If you want to be serious about caching, Memcached is a very popular and battle-tested solution. This cache server is used by big applications such as Facebook or Wikipedia to scale their websites. Among simple caching features, it has clustering capabilities that makes it possible to set up a highly efficient distributed cache system in no time.

The tool is Unix-based but can be driven from any platform and from many languages. There are many Python clients that differ slightly from each other but the basic usage is usually the same. The simplest interaction with Memcached almost always consists of three methods:

  • set(key, value): This saves the value for the given key
  • get(key): This gets the value for the given key if it exists
  • delete(key): This deletes the value under the given key if it exists

Here is an example of integration with Memcached using one of the popular Python packages—pymemcached:

from pymemcache.client.base import Client

# setup Memcached client running under 11211 port on localhost
client = Client(('localhost', 11211))

# cache some value under some key and expire it after 10 seconds
client.set('some_key', 'some_value', expire=10)

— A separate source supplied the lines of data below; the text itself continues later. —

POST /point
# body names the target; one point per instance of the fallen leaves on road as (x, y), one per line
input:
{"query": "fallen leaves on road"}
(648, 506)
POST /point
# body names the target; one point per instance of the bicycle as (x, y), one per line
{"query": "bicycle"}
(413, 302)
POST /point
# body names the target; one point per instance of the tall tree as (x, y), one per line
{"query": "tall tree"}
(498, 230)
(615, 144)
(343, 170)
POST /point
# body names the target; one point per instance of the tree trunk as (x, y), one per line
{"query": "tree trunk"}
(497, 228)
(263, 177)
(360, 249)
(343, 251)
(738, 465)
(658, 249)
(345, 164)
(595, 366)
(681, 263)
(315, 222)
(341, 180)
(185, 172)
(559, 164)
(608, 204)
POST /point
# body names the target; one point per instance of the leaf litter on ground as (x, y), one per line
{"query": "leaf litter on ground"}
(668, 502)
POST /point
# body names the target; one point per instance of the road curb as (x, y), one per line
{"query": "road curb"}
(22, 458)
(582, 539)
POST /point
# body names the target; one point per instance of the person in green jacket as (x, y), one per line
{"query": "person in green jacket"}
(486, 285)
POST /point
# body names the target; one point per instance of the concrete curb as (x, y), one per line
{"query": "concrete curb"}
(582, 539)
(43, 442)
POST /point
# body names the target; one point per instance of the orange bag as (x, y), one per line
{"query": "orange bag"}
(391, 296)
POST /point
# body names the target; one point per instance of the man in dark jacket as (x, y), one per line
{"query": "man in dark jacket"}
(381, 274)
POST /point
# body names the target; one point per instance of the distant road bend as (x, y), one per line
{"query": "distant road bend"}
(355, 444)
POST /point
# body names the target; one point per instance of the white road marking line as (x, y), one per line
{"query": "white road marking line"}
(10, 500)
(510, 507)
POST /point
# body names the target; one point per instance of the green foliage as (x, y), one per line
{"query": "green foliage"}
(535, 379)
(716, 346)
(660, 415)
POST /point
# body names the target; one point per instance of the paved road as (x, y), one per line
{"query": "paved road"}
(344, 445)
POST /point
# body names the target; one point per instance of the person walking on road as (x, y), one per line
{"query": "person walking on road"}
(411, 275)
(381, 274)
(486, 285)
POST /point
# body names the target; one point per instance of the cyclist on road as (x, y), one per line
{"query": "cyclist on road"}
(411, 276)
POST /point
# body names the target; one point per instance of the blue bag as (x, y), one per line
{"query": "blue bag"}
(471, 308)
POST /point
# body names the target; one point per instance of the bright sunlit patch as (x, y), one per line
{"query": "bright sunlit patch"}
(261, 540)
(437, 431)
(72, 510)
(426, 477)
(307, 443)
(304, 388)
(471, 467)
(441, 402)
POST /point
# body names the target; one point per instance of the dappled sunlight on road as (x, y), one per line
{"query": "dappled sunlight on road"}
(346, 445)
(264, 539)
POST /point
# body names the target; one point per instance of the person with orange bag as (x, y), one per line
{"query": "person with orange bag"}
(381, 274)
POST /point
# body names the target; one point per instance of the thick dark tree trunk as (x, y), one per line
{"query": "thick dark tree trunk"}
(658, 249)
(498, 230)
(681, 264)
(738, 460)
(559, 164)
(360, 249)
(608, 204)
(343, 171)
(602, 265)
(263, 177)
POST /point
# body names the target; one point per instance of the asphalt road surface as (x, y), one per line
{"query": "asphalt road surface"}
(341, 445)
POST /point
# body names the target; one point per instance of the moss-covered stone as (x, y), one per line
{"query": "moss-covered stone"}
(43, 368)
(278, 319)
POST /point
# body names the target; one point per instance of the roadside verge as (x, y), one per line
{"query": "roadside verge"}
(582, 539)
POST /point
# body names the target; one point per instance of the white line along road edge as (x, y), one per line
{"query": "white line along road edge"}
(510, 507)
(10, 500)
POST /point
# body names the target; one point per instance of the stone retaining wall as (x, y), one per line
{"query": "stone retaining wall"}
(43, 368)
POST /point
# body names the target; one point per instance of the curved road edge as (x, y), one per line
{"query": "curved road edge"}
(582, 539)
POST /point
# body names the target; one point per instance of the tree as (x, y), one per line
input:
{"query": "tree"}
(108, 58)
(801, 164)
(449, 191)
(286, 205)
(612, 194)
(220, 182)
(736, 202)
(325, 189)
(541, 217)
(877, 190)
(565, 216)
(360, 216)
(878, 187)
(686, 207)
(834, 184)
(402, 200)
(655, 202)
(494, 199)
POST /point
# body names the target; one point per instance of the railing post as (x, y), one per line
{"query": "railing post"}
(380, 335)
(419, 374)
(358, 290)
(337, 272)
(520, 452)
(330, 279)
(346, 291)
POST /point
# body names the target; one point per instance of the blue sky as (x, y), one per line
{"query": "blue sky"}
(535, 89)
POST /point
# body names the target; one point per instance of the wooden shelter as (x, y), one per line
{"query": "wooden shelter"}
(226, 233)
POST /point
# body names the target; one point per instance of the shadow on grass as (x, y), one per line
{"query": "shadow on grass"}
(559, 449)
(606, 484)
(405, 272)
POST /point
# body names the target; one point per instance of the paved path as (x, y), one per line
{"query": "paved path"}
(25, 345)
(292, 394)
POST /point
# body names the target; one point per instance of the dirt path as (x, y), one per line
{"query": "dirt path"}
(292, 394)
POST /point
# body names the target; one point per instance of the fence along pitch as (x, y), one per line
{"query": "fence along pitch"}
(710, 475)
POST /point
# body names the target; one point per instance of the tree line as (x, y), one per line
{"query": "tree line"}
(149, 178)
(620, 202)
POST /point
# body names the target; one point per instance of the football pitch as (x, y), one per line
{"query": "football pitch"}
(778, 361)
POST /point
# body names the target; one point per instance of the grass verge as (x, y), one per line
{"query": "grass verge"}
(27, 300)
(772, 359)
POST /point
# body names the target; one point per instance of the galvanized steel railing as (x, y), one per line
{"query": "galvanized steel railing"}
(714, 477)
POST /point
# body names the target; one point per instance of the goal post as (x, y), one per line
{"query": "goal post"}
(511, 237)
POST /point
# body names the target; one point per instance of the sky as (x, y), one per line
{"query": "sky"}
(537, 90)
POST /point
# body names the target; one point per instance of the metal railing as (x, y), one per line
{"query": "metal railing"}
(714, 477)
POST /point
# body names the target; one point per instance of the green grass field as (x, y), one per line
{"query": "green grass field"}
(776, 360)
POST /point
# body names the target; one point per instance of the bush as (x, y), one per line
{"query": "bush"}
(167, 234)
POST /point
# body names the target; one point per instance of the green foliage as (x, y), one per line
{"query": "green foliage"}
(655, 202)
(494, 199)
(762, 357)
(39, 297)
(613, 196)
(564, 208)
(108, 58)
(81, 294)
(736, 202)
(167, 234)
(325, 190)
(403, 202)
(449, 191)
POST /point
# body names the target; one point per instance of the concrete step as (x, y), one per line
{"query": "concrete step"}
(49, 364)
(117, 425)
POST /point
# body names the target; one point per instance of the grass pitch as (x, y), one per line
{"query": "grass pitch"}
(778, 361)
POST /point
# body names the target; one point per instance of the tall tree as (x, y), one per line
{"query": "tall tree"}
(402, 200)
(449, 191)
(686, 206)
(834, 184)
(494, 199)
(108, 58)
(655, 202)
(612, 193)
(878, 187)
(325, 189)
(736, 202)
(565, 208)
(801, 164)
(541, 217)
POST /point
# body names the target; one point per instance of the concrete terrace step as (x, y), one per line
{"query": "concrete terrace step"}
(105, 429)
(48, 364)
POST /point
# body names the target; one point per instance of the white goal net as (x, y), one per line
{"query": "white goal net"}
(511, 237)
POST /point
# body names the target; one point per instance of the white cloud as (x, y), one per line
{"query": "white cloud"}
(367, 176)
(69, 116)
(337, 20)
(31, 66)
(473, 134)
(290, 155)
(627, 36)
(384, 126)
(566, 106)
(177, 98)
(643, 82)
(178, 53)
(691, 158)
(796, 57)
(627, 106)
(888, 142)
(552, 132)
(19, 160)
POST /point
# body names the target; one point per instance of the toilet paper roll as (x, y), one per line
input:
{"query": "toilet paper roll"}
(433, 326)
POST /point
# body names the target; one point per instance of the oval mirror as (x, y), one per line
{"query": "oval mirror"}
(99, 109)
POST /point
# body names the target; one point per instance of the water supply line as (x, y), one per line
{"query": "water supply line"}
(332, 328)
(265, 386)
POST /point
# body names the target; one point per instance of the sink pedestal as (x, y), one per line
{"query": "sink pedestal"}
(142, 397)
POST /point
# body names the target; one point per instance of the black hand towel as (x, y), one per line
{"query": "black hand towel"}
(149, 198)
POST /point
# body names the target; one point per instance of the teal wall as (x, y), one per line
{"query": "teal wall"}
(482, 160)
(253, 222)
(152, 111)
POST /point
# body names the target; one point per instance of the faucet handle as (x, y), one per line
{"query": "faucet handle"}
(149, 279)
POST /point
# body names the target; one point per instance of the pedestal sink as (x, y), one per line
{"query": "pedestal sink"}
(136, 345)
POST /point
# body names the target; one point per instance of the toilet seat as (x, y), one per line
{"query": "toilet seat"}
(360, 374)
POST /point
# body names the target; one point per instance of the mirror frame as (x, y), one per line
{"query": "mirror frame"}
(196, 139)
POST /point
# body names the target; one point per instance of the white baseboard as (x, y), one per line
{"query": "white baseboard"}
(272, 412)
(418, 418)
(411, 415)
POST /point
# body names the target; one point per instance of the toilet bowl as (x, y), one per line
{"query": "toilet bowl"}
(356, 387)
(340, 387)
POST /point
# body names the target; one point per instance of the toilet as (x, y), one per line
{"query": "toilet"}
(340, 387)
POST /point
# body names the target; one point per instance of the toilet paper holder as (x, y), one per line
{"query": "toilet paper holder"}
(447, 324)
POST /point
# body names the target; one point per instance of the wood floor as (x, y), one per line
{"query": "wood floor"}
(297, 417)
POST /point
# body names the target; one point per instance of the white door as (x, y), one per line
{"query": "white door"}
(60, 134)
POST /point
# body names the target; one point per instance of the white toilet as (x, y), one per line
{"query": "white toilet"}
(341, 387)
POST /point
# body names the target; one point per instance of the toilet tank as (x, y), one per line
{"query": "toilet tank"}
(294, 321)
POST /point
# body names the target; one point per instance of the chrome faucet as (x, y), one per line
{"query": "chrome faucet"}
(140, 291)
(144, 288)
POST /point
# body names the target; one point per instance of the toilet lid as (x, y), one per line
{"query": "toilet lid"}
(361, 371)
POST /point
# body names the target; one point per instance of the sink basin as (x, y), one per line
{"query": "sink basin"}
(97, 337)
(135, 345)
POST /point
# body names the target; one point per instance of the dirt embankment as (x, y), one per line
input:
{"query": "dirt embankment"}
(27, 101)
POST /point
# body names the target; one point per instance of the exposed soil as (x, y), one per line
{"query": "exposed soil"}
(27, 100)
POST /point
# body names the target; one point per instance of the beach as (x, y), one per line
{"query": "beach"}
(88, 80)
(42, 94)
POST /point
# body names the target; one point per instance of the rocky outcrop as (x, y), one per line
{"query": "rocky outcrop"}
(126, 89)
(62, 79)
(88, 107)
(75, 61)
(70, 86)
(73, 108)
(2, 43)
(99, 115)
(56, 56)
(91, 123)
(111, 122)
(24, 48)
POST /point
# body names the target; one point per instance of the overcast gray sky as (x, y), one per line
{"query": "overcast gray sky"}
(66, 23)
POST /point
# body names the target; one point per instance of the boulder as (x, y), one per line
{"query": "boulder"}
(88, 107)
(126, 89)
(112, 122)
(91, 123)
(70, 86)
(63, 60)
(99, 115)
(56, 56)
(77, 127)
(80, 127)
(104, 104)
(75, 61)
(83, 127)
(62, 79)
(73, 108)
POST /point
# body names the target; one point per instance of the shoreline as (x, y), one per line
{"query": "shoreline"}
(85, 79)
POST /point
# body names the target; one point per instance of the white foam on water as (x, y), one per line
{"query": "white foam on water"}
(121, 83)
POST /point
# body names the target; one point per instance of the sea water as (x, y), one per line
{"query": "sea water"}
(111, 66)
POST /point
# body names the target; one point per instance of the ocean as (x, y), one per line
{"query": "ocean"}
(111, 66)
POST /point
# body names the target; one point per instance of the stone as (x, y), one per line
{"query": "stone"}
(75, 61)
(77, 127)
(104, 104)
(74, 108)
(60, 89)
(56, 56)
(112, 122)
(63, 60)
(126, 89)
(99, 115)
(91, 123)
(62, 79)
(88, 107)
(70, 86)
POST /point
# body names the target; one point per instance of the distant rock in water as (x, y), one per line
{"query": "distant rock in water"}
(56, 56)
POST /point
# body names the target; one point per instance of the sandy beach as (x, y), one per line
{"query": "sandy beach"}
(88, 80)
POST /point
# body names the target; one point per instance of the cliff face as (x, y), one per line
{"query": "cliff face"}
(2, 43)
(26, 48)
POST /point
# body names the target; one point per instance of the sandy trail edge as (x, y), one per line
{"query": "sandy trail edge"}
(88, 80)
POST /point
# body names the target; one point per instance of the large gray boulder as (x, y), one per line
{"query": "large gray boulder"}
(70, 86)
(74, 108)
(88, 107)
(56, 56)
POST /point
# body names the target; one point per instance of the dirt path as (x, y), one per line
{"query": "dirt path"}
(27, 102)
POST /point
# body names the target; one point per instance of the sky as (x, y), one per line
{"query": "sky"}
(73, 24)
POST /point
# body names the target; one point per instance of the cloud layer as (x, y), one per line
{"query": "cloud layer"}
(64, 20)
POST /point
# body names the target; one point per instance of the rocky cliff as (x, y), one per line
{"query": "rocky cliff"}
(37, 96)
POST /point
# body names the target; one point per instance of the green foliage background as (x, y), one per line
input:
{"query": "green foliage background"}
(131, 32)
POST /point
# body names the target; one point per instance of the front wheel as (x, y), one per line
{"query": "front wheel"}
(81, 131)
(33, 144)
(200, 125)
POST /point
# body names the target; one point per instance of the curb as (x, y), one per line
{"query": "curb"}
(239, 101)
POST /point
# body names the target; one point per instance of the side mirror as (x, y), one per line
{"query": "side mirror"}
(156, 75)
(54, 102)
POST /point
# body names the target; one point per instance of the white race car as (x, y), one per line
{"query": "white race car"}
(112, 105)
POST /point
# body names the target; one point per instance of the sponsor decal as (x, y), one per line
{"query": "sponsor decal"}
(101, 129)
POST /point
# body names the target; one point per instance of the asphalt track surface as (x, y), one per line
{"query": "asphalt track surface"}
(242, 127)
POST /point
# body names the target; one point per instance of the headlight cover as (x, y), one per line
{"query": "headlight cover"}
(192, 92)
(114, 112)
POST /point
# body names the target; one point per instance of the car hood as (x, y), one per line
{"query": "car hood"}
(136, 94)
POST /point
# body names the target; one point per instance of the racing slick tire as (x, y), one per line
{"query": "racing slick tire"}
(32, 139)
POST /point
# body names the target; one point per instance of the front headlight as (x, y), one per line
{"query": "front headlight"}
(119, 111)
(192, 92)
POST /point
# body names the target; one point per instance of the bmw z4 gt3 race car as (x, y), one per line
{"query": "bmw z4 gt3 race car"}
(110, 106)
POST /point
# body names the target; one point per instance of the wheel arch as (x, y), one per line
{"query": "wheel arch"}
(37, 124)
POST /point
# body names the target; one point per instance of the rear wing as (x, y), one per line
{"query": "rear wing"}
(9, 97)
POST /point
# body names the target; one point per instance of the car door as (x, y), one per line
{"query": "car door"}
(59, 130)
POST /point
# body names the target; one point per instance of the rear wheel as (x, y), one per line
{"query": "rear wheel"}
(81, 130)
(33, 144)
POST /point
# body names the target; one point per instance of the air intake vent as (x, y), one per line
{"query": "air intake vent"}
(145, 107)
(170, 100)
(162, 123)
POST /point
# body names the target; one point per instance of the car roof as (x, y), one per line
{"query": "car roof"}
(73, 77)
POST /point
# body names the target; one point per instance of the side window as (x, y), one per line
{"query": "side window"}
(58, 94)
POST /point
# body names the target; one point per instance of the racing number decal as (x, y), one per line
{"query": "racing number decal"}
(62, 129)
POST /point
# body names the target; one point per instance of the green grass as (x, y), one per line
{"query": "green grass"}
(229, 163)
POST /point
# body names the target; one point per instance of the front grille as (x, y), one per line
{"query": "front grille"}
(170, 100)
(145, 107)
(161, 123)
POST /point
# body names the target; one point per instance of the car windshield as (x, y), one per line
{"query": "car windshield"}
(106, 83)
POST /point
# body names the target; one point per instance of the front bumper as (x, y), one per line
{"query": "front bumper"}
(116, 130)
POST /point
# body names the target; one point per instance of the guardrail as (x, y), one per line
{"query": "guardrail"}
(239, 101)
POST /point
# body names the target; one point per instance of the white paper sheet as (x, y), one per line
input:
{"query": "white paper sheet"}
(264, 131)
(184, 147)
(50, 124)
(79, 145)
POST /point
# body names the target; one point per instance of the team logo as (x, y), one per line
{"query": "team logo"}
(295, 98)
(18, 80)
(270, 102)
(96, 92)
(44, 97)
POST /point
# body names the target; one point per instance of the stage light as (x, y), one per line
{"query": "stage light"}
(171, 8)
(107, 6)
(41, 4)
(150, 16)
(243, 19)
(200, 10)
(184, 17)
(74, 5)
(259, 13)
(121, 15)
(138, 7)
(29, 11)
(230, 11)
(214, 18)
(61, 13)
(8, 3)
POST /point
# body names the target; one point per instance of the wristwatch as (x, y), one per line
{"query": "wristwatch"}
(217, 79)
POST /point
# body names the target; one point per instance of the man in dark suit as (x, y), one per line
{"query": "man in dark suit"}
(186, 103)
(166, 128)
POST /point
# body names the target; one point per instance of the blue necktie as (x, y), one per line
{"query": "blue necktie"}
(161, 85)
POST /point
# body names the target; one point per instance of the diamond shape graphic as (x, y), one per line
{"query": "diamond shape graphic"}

# retrieve value for the same key
result = client.get('some_key')

One of the downsides of Memcached is that it is designed to store values either as strings or a binary blob, and this isn't compatible with every native Python type. Actually, it is compatible with only one—strings. This means that more complex types need to be serialized in order to be successfully stored in Memcached. A common serialization choice for simple data structures is JSON. Here is an example of using JSON serialization with pymemcached:

import json
from pymemcache.client.base import Client

def json_serializer(key, value):
     if type(value) == str:
         return value, 1
     return json.dumps(value), 2

def json_deserializer(key, value, flags):
    if flags == 1:
        return value
    if flags == 2:
        return json.loads(value)
    raise Exception("Unknown serialization format")

client = Client(('localhost', 11211), serializer=json_serializer,
client.set('key', {'a':'b', 'c':'d'})
result = client.get('key')

The other problem that is very common when working with every caching service that works on the key/value storage principle is how to choose key names.

For cases when you cache simple function invocations that have basic parameters, the problem is usually simple. You can convert the function name and its arguments to strings and concatenate them together. The only thing you need to care about is to make sure there are no collisions between keys created for different functions if you use cache in many parts of your application.

A more problematic case is when cached functions have complex arguments consisting of dictionaries or custom classes. In that case, you need to find a way to convert such invocation signatures to cache keys in a consistent manner.

The last problem is that Memcached, like many other caching services, does not tend to like very long key strings. Usually, the shorter the better. Long keys may either reduce performance or just not fit the hardcoded service limits. For instance, if you cache whole SQL queries, the query strings themselves are generally good unique identifiers that could be used as keys. But on the other hand, complex queries are generally too long to be stored in typical caching services such as Memcached. A common practice is to calculate the MD5, SHA, or any other hash function and use it as a cache key instead. The Python standard library has a hashlib module that provides implementation for few popular hash algorithms.

Remember that calculating a hash comes at a price. However, sometimes it is the only viable solution. It is also a very useful technique when dealing with complex types that need to be used when creating cache keys. One important thing to care about when using hashing functions is hash collisions. There is no hash function that guarantees that collisions will never occur, so always be sure to know the probability and mind such risks.